Wishbones

Home > Other > Wishbones > Page 16
Wishbones Page 16

by Virginia MacGregor


  Mrs Zas has been teaching me basic waltz steps when the shop’s quiet. It turns out that being clumsy doesn’t affect dancing that much. I can’t stop practising. Even at night, when I’m in bed, I feel like my feet are twitching to the beat. One two three… one two three… Plus, practising steps is taking my mind off the regional heats this afternoon.

  It feels special to be doing something that made Mum and Dad so happy when they were young.

  ‘Your dad okay?’ Jake asks.

  He’s the only one I told about Dad and the business.

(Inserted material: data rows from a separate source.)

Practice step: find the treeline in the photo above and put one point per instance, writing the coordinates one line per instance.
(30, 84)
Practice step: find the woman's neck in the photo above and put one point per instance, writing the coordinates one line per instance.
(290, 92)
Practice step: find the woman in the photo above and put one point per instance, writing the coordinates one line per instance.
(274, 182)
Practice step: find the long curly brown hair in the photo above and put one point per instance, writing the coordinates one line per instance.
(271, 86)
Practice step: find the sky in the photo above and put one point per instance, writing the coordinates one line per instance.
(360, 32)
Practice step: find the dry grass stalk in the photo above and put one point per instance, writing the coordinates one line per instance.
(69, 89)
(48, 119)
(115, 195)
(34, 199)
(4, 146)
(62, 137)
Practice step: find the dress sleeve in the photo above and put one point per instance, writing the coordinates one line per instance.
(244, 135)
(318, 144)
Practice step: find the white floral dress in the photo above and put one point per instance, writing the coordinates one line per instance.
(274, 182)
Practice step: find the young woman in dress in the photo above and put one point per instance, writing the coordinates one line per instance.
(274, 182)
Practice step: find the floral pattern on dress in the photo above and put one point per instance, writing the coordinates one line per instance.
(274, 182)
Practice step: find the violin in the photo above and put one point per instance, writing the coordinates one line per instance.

  ‘Sort of. I’ve been helping him sort out the van and his books, and I’ve been calling his old customers to let them know he’s still in business.’

  After our heart to heart in the van, Dad promised he’d make more of a go of the business and that he’d stop feeding Mum rubbish. And he’s been insisting that she come to the kitchen for meals. Proper meals. And I’ve made sure I’m there whenever Nurse Heidi weighs Mum so that I can keep track of her progress.

  ‘You’re amazing,’ Jake says, tucking his arm into mine.

  Jake’s been spending a bit more time with me lately, though he never comes to The Green without stopping by to see Clay.

  I lift Jake’s arm up and twirl under it until I’m dizzy.

  I wobble off the side of the pavement and Jake holds out his hand and spins me round and round until we’re dizzy and laughing and stumbling around all over The Green.

  I haven’t felt this good in ages.

  Jake collapses on the ground.

  ‘You know you’re going to be amazing this afternoon, right?’

  He’s talking about the regional swim heats.

  I’m still spinning so hard I can’t answer.

  ‘I know you’re scared,’ he adds. ‘You always act bonkers when you’re scared. But you’re going to be awesome.’

  I shake my head. ‘I haven’t been practising enough.’

  After that burst of training a few weeks back, I’ve let it slip again.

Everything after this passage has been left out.